Is this your oldest child? The transition to kindergarten can be kind of jarring because parents are accustomed to knowing everything that's going on with their kids day-to-day from being inside a daycare/preschool and having more contact from teachers (since that's the standard for preschools, and the ratios are lower so teachers have more time to follow up on each child individually), and then kindergarten becomes something of a black box where parents don't get the same flow of information they're used to. I would definitely reach out about specific problems (and would follow up with the administration if you're not getting responses), but it's not clear from what you've shared what you are looking for that you're not getting and whether those expectations are reasonable.
Anonymous
Post 01/28/2022 09:12     Subject: APS- what is a reasonable teacher communication?

Anonymous wrote:Thanks for the responses. It sounds like, for whatever reason, this is an anomaly-- which is great, in some ways, because it means it will likely be better in the future!

The link that someone else shared about assessments said that parents should receive a parent report that explains what assessment scores mean- that's the kind of thing that I would love, but didn't get (and the link doesn't work on the website to the sample letter).

I've reached out to our teacher via email a couple times (but literally just a couple), and she has not responded to my emails. Once she answered my question in the weekly letter to all parents, which kind of felt passive aggressive. We had a fall conference, but not with the current teacher.


Was there a mid-year teacher change? That might explain why you're not getting as much feedback. It takes time for a new teacher to get to know all of the kids so she can provide meaningful feedback to parents.
Anonymous
Post 01/28/2022 09:03     Subject: APS- what is a reasonable teacher communication?

Anonymous wrote:Thanks for the responses. It sounds like, for whatever reason, this is an anomaly-- which is great, in some ways, because it means it will likely be better in the future!
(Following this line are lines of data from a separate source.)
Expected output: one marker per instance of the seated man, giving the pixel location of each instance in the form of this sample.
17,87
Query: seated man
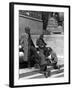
51,58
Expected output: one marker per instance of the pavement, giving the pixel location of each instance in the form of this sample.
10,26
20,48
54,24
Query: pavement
33,73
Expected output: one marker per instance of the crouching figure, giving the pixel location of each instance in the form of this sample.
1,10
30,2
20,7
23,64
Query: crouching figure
51,58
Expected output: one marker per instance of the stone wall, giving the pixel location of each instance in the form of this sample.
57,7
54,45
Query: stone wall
35,25
56,42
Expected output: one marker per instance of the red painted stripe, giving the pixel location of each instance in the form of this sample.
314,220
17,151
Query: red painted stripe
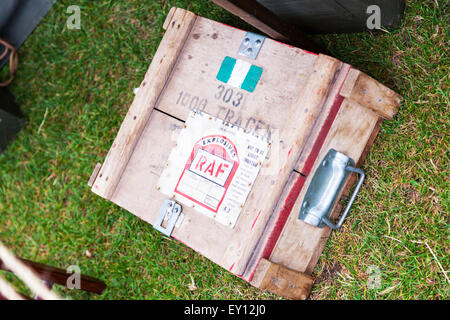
256,219
283,216
323,133
298,185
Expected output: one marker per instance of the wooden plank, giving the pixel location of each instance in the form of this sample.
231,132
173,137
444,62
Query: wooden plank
265,20
137,193
266,191
144,102
275,223
94,174
323,124
282,281
194,84
368,92
300,244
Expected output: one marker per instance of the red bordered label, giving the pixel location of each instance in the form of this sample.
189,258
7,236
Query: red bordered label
209,171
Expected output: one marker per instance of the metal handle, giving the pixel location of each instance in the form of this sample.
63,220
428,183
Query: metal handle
350,202
325,187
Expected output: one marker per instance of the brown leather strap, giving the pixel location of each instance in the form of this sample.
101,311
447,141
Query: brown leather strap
13,61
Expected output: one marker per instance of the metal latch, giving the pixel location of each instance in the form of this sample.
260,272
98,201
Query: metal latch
251,45
325,187
169,213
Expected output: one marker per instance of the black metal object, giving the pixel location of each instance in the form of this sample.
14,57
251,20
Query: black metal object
18,19
11,118
335,16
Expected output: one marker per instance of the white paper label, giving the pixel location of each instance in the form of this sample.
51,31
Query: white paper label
213,167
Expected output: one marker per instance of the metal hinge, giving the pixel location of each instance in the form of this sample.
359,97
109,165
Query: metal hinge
325,187
168,214
251,44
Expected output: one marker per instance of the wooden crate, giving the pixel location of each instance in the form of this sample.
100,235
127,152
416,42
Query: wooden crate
303,105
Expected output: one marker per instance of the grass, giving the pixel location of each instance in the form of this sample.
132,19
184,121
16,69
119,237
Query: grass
75,87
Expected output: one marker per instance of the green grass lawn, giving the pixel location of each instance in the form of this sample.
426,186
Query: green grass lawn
75,87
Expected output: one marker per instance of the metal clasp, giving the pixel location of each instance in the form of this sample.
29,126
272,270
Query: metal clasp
169,213
251,45
325,187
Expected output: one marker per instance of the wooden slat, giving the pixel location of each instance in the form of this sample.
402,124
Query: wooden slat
144,102
323,124
371,94
300,244
282,281
265,20
193,83
266,191
275,223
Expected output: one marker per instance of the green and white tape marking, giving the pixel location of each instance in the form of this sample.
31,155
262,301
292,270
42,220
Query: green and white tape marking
239,73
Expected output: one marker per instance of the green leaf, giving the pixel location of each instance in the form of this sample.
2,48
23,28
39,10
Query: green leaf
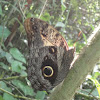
17,66
46,17
25,88
84,37
1,10
4,66
40,95
96,74
9,57
2,53
63,7
8,97
17,55
4,32
4,86
1,98
60,24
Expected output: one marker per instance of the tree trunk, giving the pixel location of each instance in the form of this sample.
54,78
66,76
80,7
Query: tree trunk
84,64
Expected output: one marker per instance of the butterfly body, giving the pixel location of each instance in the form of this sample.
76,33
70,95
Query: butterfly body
49,56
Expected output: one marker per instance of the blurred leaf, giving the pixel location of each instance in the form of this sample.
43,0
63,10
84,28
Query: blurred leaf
46,17
2,53
9,57
23,73
95,81
1,10
1,98
84,37
4,86
60,24
25,88
4,32
40,95
92,26
4,66
63,7
17,66
8,97
96,74
17,55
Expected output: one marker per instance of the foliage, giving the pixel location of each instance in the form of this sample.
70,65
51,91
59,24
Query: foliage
70,17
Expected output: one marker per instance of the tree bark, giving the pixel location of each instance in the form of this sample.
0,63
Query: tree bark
83,64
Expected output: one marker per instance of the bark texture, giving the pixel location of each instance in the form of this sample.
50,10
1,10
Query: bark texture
84,64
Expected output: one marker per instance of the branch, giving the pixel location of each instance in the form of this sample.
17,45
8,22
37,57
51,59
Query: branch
16,96
83,64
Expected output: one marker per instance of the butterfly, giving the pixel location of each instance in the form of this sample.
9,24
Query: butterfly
49,55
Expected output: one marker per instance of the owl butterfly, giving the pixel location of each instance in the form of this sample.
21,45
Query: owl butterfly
49,55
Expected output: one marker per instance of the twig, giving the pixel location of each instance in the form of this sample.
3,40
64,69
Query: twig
87,96
16,96
43,8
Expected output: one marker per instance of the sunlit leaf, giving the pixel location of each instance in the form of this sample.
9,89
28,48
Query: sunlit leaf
4,86
4,32
8,97
60,24
84,37
4,66
2,53
17,66
63,6
9,57
17,55
1,10
40,95
25,88
1,98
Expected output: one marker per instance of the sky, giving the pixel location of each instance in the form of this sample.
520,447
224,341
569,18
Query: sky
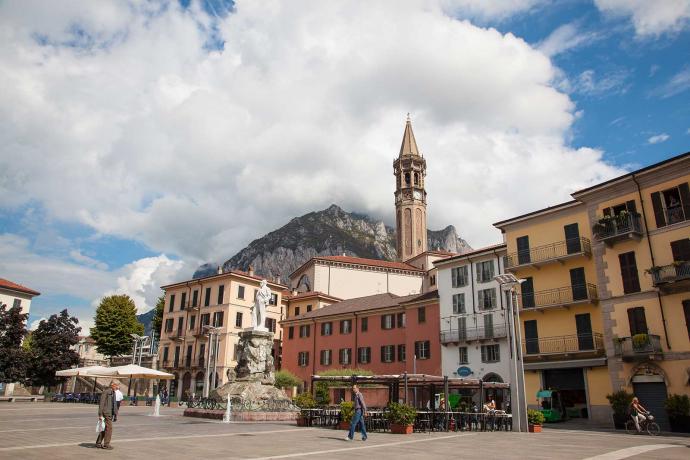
139,139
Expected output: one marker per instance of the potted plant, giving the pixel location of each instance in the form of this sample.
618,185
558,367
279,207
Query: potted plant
401,418
620,402
535,419
678,410
347,411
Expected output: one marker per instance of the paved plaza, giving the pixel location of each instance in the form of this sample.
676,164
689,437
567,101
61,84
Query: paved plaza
67,431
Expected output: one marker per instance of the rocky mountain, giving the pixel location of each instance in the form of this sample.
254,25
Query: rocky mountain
325,233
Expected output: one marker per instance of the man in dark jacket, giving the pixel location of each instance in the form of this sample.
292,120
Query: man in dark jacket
107,409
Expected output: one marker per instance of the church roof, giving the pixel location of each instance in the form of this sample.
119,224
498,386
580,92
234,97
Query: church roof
409,144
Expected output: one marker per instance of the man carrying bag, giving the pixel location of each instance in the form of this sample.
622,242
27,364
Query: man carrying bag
107,409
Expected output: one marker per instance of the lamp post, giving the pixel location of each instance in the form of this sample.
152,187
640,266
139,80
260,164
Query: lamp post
508,283
210,377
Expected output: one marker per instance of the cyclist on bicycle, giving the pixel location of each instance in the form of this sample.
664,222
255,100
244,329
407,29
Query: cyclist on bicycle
637,412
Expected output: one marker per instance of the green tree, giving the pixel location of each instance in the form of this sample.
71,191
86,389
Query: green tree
51,348
157,320
13,357
116,320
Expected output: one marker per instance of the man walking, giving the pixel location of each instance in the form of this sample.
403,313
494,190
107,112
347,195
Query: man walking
358,417
107,409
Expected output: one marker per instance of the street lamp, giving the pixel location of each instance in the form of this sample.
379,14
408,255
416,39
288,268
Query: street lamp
508,283
210,377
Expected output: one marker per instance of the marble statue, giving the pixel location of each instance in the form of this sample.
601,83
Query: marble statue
263,297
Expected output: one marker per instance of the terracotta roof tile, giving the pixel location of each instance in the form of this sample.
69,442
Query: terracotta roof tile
17,287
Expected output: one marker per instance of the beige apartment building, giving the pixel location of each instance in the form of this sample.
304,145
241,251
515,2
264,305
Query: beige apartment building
223,301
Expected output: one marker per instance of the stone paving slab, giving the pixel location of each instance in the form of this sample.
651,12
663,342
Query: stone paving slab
67,431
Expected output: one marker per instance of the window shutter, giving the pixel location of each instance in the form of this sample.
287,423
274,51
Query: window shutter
658,210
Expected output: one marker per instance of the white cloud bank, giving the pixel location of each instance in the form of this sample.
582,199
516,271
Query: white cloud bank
133,127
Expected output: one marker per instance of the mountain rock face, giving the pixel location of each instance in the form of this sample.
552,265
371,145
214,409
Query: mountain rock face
329,232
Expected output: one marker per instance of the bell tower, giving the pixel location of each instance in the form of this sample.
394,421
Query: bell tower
410,197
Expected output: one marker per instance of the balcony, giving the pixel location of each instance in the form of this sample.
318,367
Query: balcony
673,278
554,252
640,347
560,297
473,334
563,347
618,228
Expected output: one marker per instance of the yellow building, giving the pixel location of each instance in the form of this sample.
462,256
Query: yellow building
560,316
641,224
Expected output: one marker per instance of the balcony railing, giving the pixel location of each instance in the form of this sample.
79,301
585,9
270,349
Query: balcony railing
473,334
639,347
621,227
560,297
666,277
564,345
550,253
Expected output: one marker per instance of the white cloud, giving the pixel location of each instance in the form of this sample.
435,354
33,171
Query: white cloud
147,135
565,38
658,138
650,18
The link that someone else shared about assessments said that parents should receive a parent report that explains what assessment scores mean- that's the kind of thing that I would love, but didn't get (and the link doesn't work on the website to the sample letter).

I've reached out to our teacher via email a couple times (but literally just a couple), and she has not responded to my emails. Once she answered my question in the weekly letter to all parents, which kind of felt passive aggressive. We had a fall conference, but not with the current teacher.


If she’s not responding to your emails, that’s weird.

I would say something to your assistant principal.